In a daring mission deep into enemy land and spotting a distressed airman who had bailed out of a F-15 E Strike Eagle jet, US forces found him and successfully exfiltrated the colonel. The mission comes like a rainbow lighting up the sky in front of a bank of dark clouds as the USA and Iran are threatening to blast each other to hell and beyond in a needless war that has gone on too long already.
This is the latest example of extremely complex missions to locate and extricate military personnel in a kind of operation that will become part of military textbooks even as Hollywood replicates it on celluloid. The night operation was one very few military powers may be able to launch with dozens of aircraft and hundreds of troops in an alien country.

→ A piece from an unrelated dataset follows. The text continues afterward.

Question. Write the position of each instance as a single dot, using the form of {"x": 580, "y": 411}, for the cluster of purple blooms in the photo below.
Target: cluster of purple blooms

Earlier, an uninjured pilot who too had bailed out from the same aircraft had been rescued. By the looks of it, getting both airmen out is an amazing operation that, perhaps, equals such rescues during the Bosnia war or the elimination of Osama bin Laden in Abbottabad in Pakistan in the dead of night in a Special Forces ops. Not only precision but speed is of the essence in such complex operations.
It is moot whether the success of the rescue would convince the US President Donald Trump that he should declare total victory and call off the war at once. He might even be inclined to if not for the fact that Iran seems to be coping well within the abyss of warfare and holding its own even as it has shot down close to 20 manned and unmanned flying machines of the US, like aircraft and drones. The US itself has lost six other aircraft, an A-10 attack plane lost in operations, an AWACS and three F-15s lost to what is called ‘friendly fire’.
It is a pity that all the combatants involved, most of all Israel, are defying all the rules of war in shooting at all kinds of civilian infrastructure targets like petrochemical complexes, gas fields and bridges, besides such abhorrent excesses as shelling of health infrastructure buildings and schools. The sooner the madness ends, the better for all, including the rest of the world that will be hoping to see normality return to the choke point Strait of Hormuz.